Mijn eerste gedachte was dat het het logboek van een schip was dat om de een of andere reden in zee was gevallen of overboord gegooid, waarna het was aangespoeld op het strand. Geen van de bladzijden was ooit beschreven, of het zoute water heeft de inkt eraf gewassen – maar dat denk ik toch niet.
Mijn praktisch aangelegde pleegmoeder had het boek mee naar Kopenhagen genomen, waar ze een gepensioneerde boekbinder opzocht, wiens geadopteerde kind ooit aan haar zorg toevertrouwd was geweest, en hij restaureerde het prachtige kleinood voor haar, zette er nieuwe pagina’s in en graveerde haar volledige naam op de omslag in gouden letters die slechts een heel klein beetje zijn vervaagd in de vele jaren die voorbij zijn gegaan: Martha Magnolia Louise Ladegaard. Hier erkende ze haar hele identiteit, en dat zei me alles over het belang van het boek voor haar.
Misschien – zo dacht ik als kind al – schreef mijn pleegmoeder wel in het logboek van een gezonken onderzeeër of een verloren gegaan schip uit een van de grote oorlogen, of misschien van een Spaanse conquistador, die allang tot zeegras op de zeebodem was verworden. Maar dat soort sprookjesachtige overwegingen waren niet aan haar besteed. Ze was gewoon blij dat het boek naar Kongslund was gekomen uit de zee – aangezien het voortaan de belangrijkste verhalen zou bevatten over het huis, waarvan de ligging aan het water altijd heel belangrijk voor haar was geweest. En het zou haar in het graf volgen.
Dit boek zal nooit worden gelezen door anderen, zelfs niet na mijn dood, schreef ze als afsluiting van de inleidende paragraaf van het Protocol – en de woorden stonden daar bijna als een vermaning aan een mogelijk onrechtmatige bezitter van het boek.
Ik negeerde ze.
De gedachten die Magna aanvankelijk aan haar nieuwe kleinood had toevertrouwd, waren noch bijzonder verrassend noch bijzonder avontuurlijk. De notities draaiden om die kinderen die de eerste periode van hun leven onder haar zorg doorbrachten en ze beschreef zowel alledaagse trivialiteiten – een middagje aan het strand of een uitstapje naar het park Dyrehaven – als vrij ernstige problemen, zoals de adoptie van een bijzonder beschadigd of sukkelend kind.

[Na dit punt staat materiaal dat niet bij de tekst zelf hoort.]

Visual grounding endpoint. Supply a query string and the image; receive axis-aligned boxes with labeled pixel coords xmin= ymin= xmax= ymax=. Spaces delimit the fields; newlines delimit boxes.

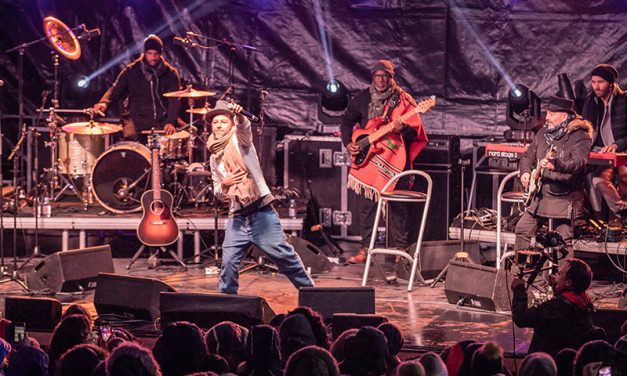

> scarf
xmin=544 ymin=115 xmax=575 ymax=145
xmin=207 ymin=125 xmax=261 ymax=207
xmin=368 ymin=78 xmax=398 ymax=119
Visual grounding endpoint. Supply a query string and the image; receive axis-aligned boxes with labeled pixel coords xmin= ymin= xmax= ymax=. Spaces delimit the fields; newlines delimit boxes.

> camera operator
xmin=511 ymin=258 xmax=605 ymax=357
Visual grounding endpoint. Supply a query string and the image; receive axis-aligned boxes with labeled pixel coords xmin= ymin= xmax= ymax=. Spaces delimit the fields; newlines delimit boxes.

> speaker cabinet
xmin=159 ymin=292 xmax=274 ymax=329
xmin=444 ymin=261 xmax=511 ymax=311
xmin=409 ymin=164 xmax=461 ymax=240
xmin=4 ymin=296 xmax=61 ymax=332
xmin=298 ymin=287 xmax=375 ymax=320
xmin=26 ymin=245 xmax=114 ymax=293
xmin=94 ymin=273 xmax=176 ymax=322
xmin=396 ymin=240 xmax=481 ymax=280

Naarmate de notities vorderden, concentreerden haar beschrijvingen zich in steeds hogere mate op de zwakste en meest onaangepaste, kwetsbaarste wezens, hun gebreken, hun defecten, en de trage vorderingen die aan haar zorgvuldige reparatiewerk te danken waren (ze gebruikte die uitdrukking echter nooit zelf), en wat haar leven inhoud gaf.
Het kwam mij voor dat het groene Protocol een leven lang zoeken bevatte naar antwoorden op de ongelukken die onverbiddelijk doorgegeven worden van generatie op generatie – alsof een hogere macht wilde dat het menselijk ras nooit van zijn fouten zou leren en dus ook nooit in staat zou zijn om de blunders van de vorige generatie te corrigeren. Integendeel, ze worden van generatie op generatie tot in het waanzinnige herhaald als een onafwendbare vloek.
De speciaal uitverkoren kinderen, degenen met de grootste behoefte aan hulp, waren juist de kinderen die ze het langst in de Olifantjeskamer liet verblijven, waar ze haar en Gerda Jensens speciale bescherming en zorg ontvingen. Ze beschreef hoe ze hen uitkoos, aan welke verwaarlozing ze doorgaans waren blootgesteld en welke herstellende slagen met de grote reparatiehamer ze had gepland, met het doel hen verder te brengen in het leven, in een enigszins bruikbare vorm.
Een jongetje had ouders die beiden alcoholist waren – en een meisje (dat nooit een woord zei) had men geprobeerd te verwijderen met een stalen tang, voordat de autoriteiten haar in een ziekenhuis lieten verlossen (terwijl de moeder stierf). Een derde kindje was zo ondervoed dat niemand dacht dat het kon leven – en zo marcheerden al deze scheefruggige, halfbakken wezens over de pagina’s van het Protocol, net als de olifantjes in het lied van Magna, in een schijnbaar oneindige reeks.
Maar toen veranderde het. Van het voorjaar van 1961 tot aan de zomer van 1962 week ze van dit patroon af: ze liet de Olifantjeskamer het kader om het leven van zeven kinderen zijn – waarvan er slechts een haar vindingrijkheid en speciale vaardigheden echt nodig had – namelijk ik, het vondelingetje dat op de stoep van het zuidelijke bijgebouw was gevonden.